C2Net attorney Terry Gross sees the complaint as an attempt to "bludgeon small ISPs into signing up with the SPA." Gross went on to say that an ISP "can only be liable if it participates in and has knowledge of the improper activity," adding that it is clear the SPA has no such basis in this instance. Surprisingly, the SPA backed down after a couple of weeks, dropping the suit without prejudice.
Wanting to find out more about this curious affair, I packed a grip, hopped on a plane, and headed for Washington. Granted, I didn't have an appointment when I showed up at the SPA's office (which was resplendent in Dole/Kemp '96 campaign stickers), but being a member of the press and the SPA, I hoped to catch a few minutes of anyone's time. And I did -- the receptionist's.
Unfortunately, no one at the SPA had time to meet on the spot or schedule an appointment for later that day or the next. Not to be discouraged, I took the elevator downstairs, found a curbside telephone, and called back upstairs. After more transfers than a bus ride to Tucumcari, a spokesperson finally came on the line and, putting aside horns honking, trucks backfiring, and panhandlers and lame-duck congressmen asking for spare change, we had a pleasant conversation. I was even promised a copy of the SPA's complaint against C2Net, although I had to take the elevator back upstairs and pick it up from my new friend the receptionist.
What I learned was that the SPA wants "to establish open lines of communication" with ISPs such as C2Net. While I'm not a regular reader of "Miss Manners," I would suggest there are better howdy-dos than sending lawsuits via registered mail. Of course, the SPA does say it sent C2Net a presuit message about suspected unauthorized software, along with the offer to review C2Net's FTP logs.

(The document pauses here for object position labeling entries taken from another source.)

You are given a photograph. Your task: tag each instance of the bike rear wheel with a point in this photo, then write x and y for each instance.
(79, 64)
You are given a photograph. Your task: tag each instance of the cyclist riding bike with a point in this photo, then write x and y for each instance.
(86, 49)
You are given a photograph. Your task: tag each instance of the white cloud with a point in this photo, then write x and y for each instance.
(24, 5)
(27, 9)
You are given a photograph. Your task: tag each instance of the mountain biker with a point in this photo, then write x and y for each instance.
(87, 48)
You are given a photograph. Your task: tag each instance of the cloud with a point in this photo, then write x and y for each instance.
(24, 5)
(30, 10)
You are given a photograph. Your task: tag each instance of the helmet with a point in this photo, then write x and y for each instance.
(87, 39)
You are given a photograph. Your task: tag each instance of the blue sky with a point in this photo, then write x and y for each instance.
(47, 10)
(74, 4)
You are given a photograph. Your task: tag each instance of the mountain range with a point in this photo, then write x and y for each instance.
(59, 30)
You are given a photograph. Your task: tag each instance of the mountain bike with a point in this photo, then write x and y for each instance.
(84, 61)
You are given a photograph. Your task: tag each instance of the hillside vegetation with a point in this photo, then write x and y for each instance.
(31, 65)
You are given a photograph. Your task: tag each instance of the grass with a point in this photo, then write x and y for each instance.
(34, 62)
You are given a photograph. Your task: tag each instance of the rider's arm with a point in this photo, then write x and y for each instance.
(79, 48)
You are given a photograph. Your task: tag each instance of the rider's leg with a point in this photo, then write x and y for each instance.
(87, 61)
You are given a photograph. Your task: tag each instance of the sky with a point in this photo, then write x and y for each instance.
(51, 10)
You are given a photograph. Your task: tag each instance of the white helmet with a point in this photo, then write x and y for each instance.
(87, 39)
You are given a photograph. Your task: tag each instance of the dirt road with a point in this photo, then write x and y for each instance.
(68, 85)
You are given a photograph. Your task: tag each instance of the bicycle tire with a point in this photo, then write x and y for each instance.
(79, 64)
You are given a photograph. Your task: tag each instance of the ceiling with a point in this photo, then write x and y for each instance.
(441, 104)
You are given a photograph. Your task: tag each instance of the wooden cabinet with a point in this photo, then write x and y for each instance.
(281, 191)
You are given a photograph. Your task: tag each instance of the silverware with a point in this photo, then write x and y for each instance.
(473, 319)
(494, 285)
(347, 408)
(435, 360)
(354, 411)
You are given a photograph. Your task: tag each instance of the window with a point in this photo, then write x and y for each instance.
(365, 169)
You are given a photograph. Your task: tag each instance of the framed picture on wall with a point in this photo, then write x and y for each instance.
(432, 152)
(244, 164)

C2Net denies receiving the e-mail.
Ultimately, the $64K question is whether ISPs are publishers or common carriers. If ISPs are considered common carriers -- passive conduits that don't alter information and are unaware of illegalities -- then there is no basis for copyright-infringement lawsuits. If, on the other hand, ISPs are viewed as publishers -- as the Communications Decency Act tried to establish -- then the SPA would seem to be countering the Telecommunications Act of 1996, which states that "no provider...of an interactive computer service shall be treated as the publisher...." By implication, it appears the SPA sees ISPs as publishers.
The SPA lawyer I spoke with a few days after my trip to the capital wouldn't commit to either the publisher or common-carrier stance, opting instead for the safe middle ground of "it depends." He did, however, attempt to stake out the position that Internet communication does not qualify for the passive-carrier status that telephone conversation enjoys. The difference, he explained, is that Internet technology alters communication by breaking information into packets for transmission, then reassembling it for presentation.
Right, just like postmarks on envelopes alter the content of letters transmitted by the U.S. Postal Service.
Software piracy is unquestionably a serious problem. But in its zeal to combat this menace, the SPA appears ready to sacrifice personal privacy and individual rights to achieve its more narrowly defined and selfish goals. I can't say I wish the SPA well in its efforts.